The study provides a high-resolution lipidome atlas across 75 adult human brain regions, integrating molecular lipid data with myelin content, cell-type composition, hierarchical information processing, and functional connectivity. It identifies robust, conserved myelin-associated lipid categories, reveals biochemically and cell-type-distinct lipid sets linked to processing hierarchy, and shows that myelin-enriched lipids relate most strongly to functional connectivity. Validation across macaques, targeted MRM, MALDI and ToF-SIMS imaging, and sorted neuronal lipidomes supports robustness. The atlas establishes a baseline for interpreting lipid alterations in brain disorders. Future work should expand sample sizes and demographics, include additional lipid classes (e.g., cardiolipins, gangliosides), refine cell-subtype resolution and spatial mapping, and extend coverage of subcortical and white matter tracts to deepen structure–function–lipidome integration.

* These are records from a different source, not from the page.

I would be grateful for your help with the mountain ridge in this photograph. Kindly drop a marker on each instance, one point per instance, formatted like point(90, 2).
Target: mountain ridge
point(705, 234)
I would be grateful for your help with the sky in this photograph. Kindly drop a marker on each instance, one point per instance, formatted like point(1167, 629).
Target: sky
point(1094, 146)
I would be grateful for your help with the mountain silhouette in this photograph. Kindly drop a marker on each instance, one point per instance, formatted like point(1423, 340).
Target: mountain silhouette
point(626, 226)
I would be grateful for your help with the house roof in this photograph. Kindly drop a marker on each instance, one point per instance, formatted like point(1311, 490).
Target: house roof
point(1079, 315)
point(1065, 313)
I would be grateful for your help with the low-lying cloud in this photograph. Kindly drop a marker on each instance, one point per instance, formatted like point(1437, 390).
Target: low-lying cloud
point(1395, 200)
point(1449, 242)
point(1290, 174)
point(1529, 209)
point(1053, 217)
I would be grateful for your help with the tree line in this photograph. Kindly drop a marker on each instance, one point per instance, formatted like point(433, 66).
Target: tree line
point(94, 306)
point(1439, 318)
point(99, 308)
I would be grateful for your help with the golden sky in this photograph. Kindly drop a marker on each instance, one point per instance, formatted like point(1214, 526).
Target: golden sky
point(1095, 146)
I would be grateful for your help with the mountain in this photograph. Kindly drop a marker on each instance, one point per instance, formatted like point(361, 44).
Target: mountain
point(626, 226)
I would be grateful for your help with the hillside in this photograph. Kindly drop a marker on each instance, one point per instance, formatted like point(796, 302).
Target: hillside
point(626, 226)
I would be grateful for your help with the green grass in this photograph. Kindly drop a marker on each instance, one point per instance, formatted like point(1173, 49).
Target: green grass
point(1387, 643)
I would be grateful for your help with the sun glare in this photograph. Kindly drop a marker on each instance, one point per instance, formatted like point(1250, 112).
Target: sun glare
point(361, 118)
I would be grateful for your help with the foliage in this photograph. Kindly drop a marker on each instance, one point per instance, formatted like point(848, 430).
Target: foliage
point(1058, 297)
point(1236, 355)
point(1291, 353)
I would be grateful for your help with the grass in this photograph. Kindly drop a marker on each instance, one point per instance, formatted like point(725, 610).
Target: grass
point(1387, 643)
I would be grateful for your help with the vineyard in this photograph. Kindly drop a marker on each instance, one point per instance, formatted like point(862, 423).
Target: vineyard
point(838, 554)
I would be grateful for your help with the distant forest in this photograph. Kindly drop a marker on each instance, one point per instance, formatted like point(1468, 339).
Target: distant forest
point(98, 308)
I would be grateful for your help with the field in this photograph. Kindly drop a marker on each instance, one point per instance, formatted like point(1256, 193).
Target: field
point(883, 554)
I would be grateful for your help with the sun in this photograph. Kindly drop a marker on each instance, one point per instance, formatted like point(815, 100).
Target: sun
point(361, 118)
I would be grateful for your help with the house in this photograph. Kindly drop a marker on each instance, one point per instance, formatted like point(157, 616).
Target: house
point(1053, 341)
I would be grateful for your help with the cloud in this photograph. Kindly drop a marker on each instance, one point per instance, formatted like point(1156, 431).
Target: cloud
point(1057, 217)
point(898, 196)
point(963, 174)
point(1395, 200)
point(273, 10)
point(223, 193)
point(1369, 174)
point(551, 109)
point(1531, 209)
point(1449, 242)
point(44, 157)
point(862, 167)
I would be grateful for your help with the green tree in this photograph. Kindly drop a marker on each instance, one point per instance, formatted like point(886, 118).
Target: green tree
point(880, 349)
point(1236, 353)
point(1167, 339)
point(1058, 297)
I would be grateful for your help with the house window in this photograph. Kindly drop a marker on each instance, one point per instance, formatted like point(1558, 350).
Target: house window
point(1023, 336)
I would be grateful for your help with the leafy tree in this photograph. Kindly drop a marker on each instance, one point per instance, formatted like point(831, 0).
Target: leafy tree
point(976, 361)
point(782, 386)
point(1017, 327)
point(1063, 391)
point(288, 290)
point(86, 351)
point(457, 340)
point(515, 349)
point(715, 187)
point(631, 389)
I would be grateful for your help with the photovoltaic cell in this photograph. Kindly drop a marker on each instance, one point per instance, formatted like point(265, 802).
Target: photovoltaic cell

• Sample size: Only four human brains (and three macaques) may limit generalizability and power to detect region-specific effects; some lipids could be misassigned to housekeeping/variable categories.
• Class coverage: Important classes like cardiolipins and gangliosides were not included in the LC-MS pipeline, potentially missing mitochondrial and glycosphingolipid biology.
• Cell-type assignment: Lipid–cell-type links relied on correlation with tissue-level mRNA markers across regions, limiting subtype resolution and susceptible to correlated marker profiles.
• Regional sampling bias: Emphasis on neocortex; less detailed coverage of subcortical structures, axonal tracts, and infracortical white matter.
• Spatial resolution: LC-MS lacks intraregional spatial context; partially addressed via MALDI and ToF-SIMS in selected regions.
• Normalization: Per-individual mean-centering improves regional comparability but precludes absolute abundance comparisons between different lipids.